今度は殺さない。殺してやらない。じっくりと痛みつけて、死よりも残酷な地獄を味わせてみせる。
「全員――全員、壊してやる」
ティアナの唯一無二の親友、エリーザ・ヴァーネイド。
彼女は平民出身の男爵令嬢に嵌められ、幼馴染にも兄にも愛する人にでさえ無実を信じてもらえずに、冤罪で死刑囚になった少女だった。
(それなのに――私の代わりに死んでしまって)
あの子は、まだまだ生きていけただろうに。
ティアナはエイミーにドレスを着せてもらいながら、そっと目を伏せる。
(シエルも――私を置いて、約束を守らずに、勝手に死んで)
『絶対に迎えに来る』と、そう言ってくれたのにも関わらず。
(本当に二人とも、ただの馬鹿だわ)
「――終わりましたよ、ティアナ様」
「ありがとう、エイミー」
ティアナはエイミーにお礼を言った後、その場を立ち上がった。
――あの時、ティアナはエイミーを突き放せなかった。ただ、どちらでもいいとでも言うかのように沈黙を貫いた。
でも、駄目だ。ここまで来て同じ轍を踏むわけにはいかない。
他を全員救えたとしても、エイミーだけが死んだら意味がないのだ。
「そういえばティアナ様、今日はいつも以上に豪華なドレスを指名されましたね。どこかにお出掛けになられるのですか?」
「ええ、少しお父様に話したいことがあって……その後に、シ…第四皇子のもとへ行こうかと」
「第四皇子様、ですか」
裾を整える手が止まったのを見て、ティアナが首を傾げる。
「……エイミー?」
「ああ、いいえ、なんでもありませんよ」
「……そう」
(なにかあったのかしら?)
疑問に思ったその時、ティアナはエイミーが手紙の受け渡しを担当しているのがエイミーだということに気が付いた。

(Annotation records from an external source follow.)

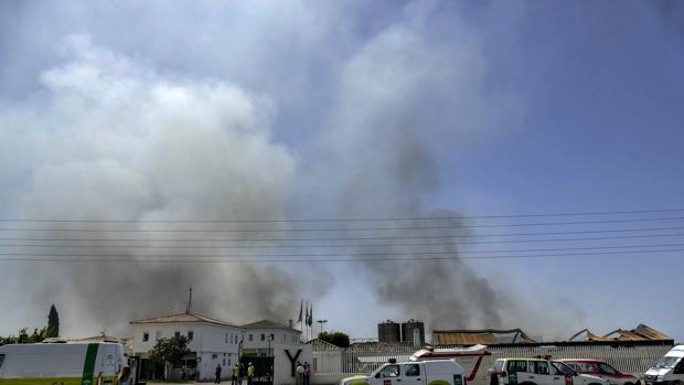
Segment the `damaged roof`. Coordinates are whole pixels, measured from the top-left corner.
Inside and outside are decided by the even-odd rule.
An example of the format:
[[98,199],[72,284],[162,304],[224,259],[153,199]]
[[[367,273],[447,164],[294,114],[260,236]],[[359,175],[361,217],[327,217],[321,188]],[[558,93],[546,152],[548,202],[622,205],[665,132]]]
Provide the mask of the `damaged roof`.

(エイミーが手紙の中身を見ている? ――いいえ、もしそうだとしたら、開けた跡が残るはず)
手紙に封をする時は、王家の紋章の封蝋を捺している。封蝋は本来中身が手つかずである証明を兼ねているものなので、開けたら必ず分かるだろう。
開けた形跡があることにシエルが気づいたら、きっとティアナに知らせるはずだ。
(もしかして――シエルと、話をしたの?)
「――――留学?」
「はい」
王家の人間で揃って朝食を摂っている最中、ティアナはこくりと頷いた。
ちなみに『王家の人間』には現在王宮に滞在中のアレクシスも含まれており、留学という言葉にも敏感に反応を示していた。
「それはまたどうしてだ?」
「勉学について、今一度深く学びたいのです。ダライア王国の聖アマーリア学園の生徒達は淑女や継子としての在り方を追求するだけではなく、文官や大臣などの職を目標としている方が多くいると耳にしたので」
もちろん第一の目的はエリーザと再び情を移されない程度に友好関係を結んだ上で、エリーザの冤罪を回避し、彼女を貶めた者達に復讐をすることだが、勉学に励みたいという言葉も嘘ではない。

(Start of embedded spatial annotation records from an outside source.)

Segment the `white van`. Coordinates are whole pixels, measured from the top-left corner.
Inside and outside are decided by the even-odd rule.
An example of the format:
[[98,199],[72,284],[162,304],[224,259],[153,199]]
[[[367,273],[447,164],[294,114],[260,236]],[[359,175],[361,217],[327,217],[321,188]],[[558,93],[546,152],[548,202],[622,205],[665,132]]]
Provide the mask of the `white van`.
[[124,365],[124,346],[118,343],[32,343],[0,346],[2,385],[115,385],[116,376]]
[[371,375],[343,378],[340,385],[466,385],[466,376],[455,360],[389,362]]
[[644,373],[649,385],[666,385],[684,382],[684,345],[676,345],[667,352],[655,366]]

前の時間軸で、ティアナは全くと言っていいほど勉強をしなかった。故にこの国で今起こっている政治的出来事などが上手く理解できず、シエルと過ごしていた時期は非常に困っていた。勉強しておけばよかった、と悔やむこともままあったのだ。
(今後何かに役立つかもしれないし……やっておいて損はないわ)
また、アースが集めてくれた情報によると、現在聖女はここから少し距離のある場所にいるらしい。時間が遡る前のことも考えて軽く見積もっても、彼女がここにくるまで三年はあるだろう。
獄中でエリーザが語った話のうちで、ティアナは自分がエリーザと同い年だということを知っていた。例えそれが定かではないとしても、エリーザが死んだのはティアナが処刑された一年前、エリーザが監獄に入ったのは三年前……と計算していっても二人は同学年。恐らくティアナはエリーザと同じ二年生として編入することができるだろう。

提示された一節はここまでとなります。